Sevdiğim dersleri zor yoldan öğrendim. Çoğumuz için, aşk hayatımızdan aldığımız en büyük ve en büyük hediye olabilir. Ve ayrılık varlığımızın en zor kısmı olabilir. Ama kırık aşkımla, aşık olmanın gerçekten en mutlu kısım olabileceğini, ancak bazen bir bölünmenin yaşanabilecek acıların sadece küçük bir parçası olabileceğini öğrendim.

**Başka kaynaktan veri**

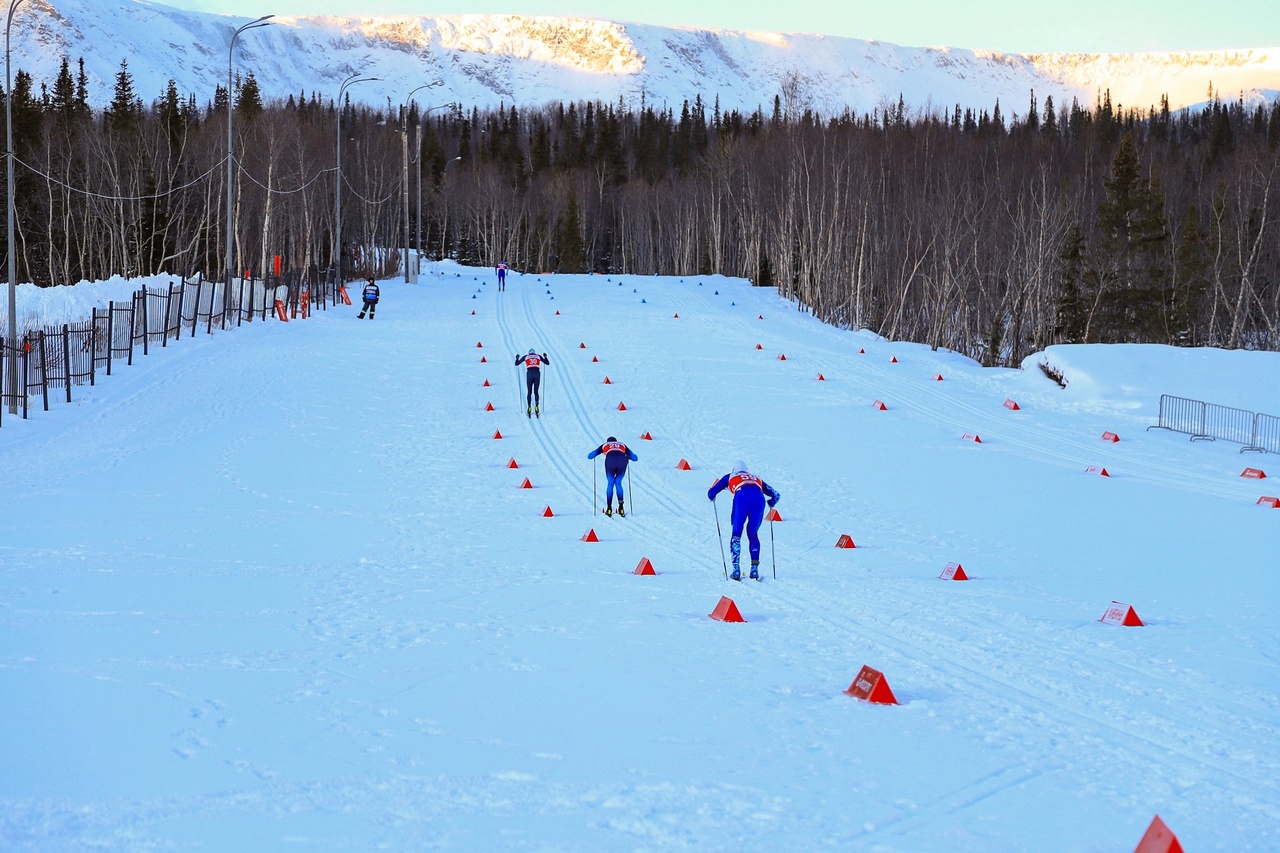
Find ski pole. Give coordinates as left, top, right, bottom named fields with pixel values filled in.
left=712, top=498, right=728, bottom=580
left=769, top=519, right=778, bottom=580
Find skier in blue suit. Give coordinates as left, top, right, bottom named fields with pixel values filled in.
left=586, top=435, right=640, bottom=517
left=707, top=461, right=782, bottom=580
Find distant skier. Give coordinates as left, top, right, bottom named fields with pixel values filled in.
left=707, top=461, right=782, bottom=580
left=516, top=350, right=552, bottom=418
left=356, top=279, right=380, bottom=320
left=586, top=435, right=640, bottom=517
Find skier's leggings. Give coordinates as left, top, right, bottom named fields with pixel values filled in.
left=604, top=469, right=626, bottom=503
left=525, top=370, right=543, bottom=406
left=731, top=485, right=764, bottom=561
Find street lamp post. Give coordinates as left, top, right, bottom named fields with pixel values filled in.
left=223, top=15, right=275, bottom=327
left=401, top=79, right=444, bottom=284
left=333, top=73, right=380, bottom=287
left=4, top=0, right=23, bottom=415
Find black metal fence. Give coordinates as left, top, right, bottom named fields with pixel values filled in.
left=1147, top=394, right=1280, bottom=453
left=0, top=269, right=343, bottom=425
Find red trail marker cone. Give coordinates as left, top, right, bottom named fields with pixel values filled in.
left=708, top=596, right=746, bottom=622
left=844, top=666, right=897, bottom=704
left=1133, top=815, right=1183, bottom=853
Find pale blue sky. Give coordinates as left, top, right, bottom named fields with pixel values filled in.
left=165, top=0, right=1280, bottom=53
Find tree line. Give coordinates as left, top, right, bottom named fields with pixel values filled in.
left=0, top=59, right=1280, bottom=365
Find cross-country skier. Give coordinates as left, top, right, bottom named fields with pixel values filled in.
left=586, top=435, right=640, bottom=517
left=707, top=461, right=782, bottom=580
left=356, top=279, right=379, bottom=320
left=516, top=350, right=552, bottom=418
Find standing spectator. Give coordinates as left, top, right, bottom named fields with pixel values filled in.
left=356, top=278, right=380, bottom=320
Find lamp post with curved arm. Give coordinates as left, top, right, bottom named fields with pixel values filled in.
left=401, top=79, right=444, bottom=284
left=4, top=0, right=23, bottom=415
left=333, top=73, right=380, bottom=287
left=223, top=15, right=275, bottom=325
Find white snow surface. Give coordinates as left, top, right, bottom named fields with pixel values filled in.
left=0, top=264, right=1280, bottom=853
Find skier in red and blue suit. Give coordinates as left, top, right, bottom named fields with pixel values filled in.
left=707, top=461, right=782, bottom=580
left=586, top=435, right=640, bottom=517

Tabii ki, ilk etapta doğru kişiyle çıkmak konusunda dikkatli olursanız, endişelenmenize gerek kalmaz. Ama ben aptal bir insan değildim ve sadakatsiz solucanlar kutusunu açtığım geceye kadar iki yıl boyunca mükemmel bir adam gibi görünüyordu. Buna kader ya da koşullardan bahsedin. Belki de egoist eski sevgilimin acımasız acımasızlığıyla yüzleşmek istedim ya da yüzleşmekten kaçınmak ve savaşmak için çok aptaldım. Ayrıldıktan sonraki iki ay içinde çok fazla hata yapmıştım. Artık kırık bir kalbin acısını hissetmiyorum.

Sadece onu ve beni karanlık bir köşeye itme şeklini çok kızdırdım. Söylentiler ve bana davranış şekli kalbimi sertleştirdi. Kendimi aldatılmış ve incinmiş hissediyorum. Ve kalbim intikam için acı veren bir kan davasıyla kaynar.

Eğer kendinizi bir aldatan sevgiliyle yüz yüze bulursanız, masalımı hatırlayın ve ne kadar acı verirse, gerçeğe ayak uydurmaya ve açık havada savaşmaya hazır olun. Bazen aşık, yarayı ne kadar görmezden gelirseniz o kadar büyür. Ve söylentileri yayan zarar verici eski bir kişinin neden olduğu acıdan daha acı verici bir yara yok.

Isabella başka bir işe ve başka bir ofise geçti. Ancak sadakatsiz bir eski intikamına karşı kan davasını hatırlar ve bir gün ona geri dönmeyi düşünür.